After using yesterday as a day to do nothing and get into the leave mode, I wanted to kick things off with an awesome lunch in Sydney. Where better than Sydney's most beautiful restaurant?

I've only visited Quay once, around 2-3 years ago. It is a meal I still consider to be one of my favourite of all time, but one that I haven't repeated because of how freakin busy the restaurant has gotten in the past 2-3 years as it rose up the ranks of the world's best restaurants.

Once again there is a massive cruise ship docked, getting between myself and the Opera House. But, again, it didn't matter: the view across a sparkling harbour on a crystal clear day was beautiful, calming, quietly thrilling.

The first dish was pretty puzzling. Raw marron sitting on a bed of grapefruit and green mango with a bergamot marmalade. Beautiful ingredients, but heavy on bitter citrus flavours. The matching wine is sweet and juicy, but still doesn't quite overcome the bitterness. It's not inedible by any means, but it's not a standout for my tastes.

From then on, it was simply mind-blowing. Every dish and every wine just got better and better and better.

The mud crab congee with palm hearts? It's different to how it was last time I visited, but it's still a dish of staggering depth and wholesomeness.

Lobster with squid, tapioca and lobster velvet? Beautiful to look at, better to eat. So many soft, silky flavours. It's one texture, split into multiple sub-textures.

Smoked and confit pig cheek with shitake, shaved scallop and crispy jerusalem artichoke? The best dish I've eaten in AGES. The pork is cut with the spoon and gloriously sweet. The shitake and scallop complement the flavours perfectly and the crisp artichoke adds some texture. It's made even better with the salty, oxidised flavours of the matched Or'Norm Sauvignon.

The slow-cooked quail breast with semolina and grains is glorious, rich, and a huge improvement on what I remember being an awesome dish last time.

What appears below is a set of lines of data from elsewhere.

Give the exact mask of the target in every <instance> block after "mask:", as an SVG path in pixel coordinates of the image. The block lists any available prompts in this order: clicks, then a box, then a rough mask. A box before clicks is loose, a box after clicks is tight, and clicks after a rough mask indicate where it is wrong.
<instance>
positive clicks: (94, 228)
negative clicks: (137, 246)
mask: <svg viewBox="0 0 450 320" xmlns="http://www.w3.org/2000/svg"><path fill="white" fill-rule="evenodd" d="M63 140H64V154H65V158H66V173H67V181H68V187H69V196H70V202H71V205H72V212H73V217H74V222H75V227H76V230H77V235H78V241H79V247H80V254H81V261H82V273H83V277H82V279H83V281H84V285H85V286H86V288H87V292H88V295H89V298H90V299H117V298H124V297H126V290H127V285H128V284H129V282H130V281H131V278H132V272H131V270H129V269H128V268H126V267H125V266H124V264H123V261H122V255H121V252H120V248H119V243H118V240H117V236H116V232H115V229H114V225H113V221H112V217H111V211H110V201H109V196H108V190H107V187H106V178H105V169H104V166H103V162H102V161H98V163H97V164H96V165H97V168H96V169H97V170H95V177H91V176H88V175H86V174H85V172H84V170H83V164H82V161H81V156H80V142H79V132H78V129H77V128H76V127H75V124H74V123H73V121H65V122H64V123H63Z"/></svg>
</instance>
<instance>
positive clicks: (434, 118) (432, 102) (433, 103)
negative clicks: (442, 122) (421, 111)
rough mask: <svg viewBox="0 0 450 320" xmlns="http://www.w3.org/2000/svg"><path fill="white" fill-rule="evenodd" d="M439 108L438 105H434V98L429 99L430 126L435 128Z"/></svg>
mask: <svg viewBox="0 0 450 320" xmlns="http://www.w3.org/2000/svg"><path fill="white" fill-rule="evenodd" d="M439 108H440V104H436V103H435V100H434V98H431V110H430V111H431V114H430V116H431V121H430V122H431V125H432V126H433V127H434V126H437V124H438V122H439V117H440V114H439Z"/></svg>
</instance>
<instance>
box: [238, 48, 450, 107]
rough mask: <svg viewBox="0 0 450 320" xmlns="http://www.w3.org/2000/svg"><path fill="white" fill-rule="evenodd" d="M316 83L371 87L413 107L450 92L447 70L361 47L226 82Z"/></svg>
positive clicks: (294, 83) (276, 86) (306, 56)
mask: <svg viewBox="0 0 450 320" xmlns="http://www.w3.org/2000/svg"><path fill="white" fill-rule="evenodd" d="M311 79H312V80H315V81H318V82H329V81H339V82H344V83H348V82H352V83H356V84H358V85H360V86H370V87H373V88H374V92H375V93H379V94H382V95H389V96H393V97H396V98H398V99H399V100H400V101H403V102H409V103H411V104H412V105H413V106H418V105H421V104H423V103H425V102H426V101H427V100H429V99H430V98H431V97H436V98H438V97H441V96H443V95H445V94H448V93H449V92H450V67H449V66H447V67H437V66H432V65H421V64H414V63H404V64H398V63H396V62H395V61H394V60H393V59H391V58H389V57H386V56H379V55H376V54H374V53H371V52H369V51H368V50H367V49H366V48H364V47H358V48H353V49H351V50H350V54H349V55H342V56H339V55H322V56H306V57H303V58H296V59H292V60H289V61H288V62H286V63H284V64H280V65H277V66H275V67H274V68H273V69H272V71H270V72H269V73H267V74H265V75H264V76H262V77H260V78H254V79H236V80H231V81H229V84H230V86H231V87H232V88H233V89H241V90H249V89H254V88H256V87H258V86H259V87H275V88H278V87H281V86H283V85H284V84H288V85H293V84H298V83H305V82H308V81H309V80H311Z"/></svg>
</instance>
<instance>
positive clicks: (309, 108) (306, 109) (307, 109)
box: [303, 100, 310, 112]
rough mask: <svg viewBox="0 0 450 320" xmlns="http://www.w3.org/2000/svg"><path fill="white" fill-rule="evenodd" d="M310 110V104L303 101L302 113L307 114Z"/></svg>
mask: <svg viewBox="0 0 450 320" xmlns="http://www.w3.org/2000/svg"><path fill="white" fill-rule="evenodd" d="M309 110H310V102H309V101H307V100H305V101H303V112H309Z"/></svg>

The main of wagyu, bitter chocolate black pudding and oxtail consomme is perfectly executed, simple, rich, clean and stupidly good.

The snow egg is here to please the fans, and it definitely doesn't disappoint. But it's the other dessert--ewe's milk ice cream with caramel, prune, chocolate and vanilla milk skin--that is the dessert highlight for me. It's like a deconstructed Street's Vienetta or something, different crisp textures and a rounded group of flavours.

The food has evolved since I was here last. There's less on the plate, which only helps emphasise what's left. Everything feels more comforting and nourishing somehow. More natural, perhaps.

Service is pretty much what you'd expect from a place like this, but are a little more casual to match the feel of the place. People are happy to sit back, relax, have a laugh and take their meal slowly.

Since that first meal at Quay I've put it in the upper, upper echelon of fine dining in Australia. One of the top 3-5. This meal has changed none of that, Quay is still an absolute treat; a joy.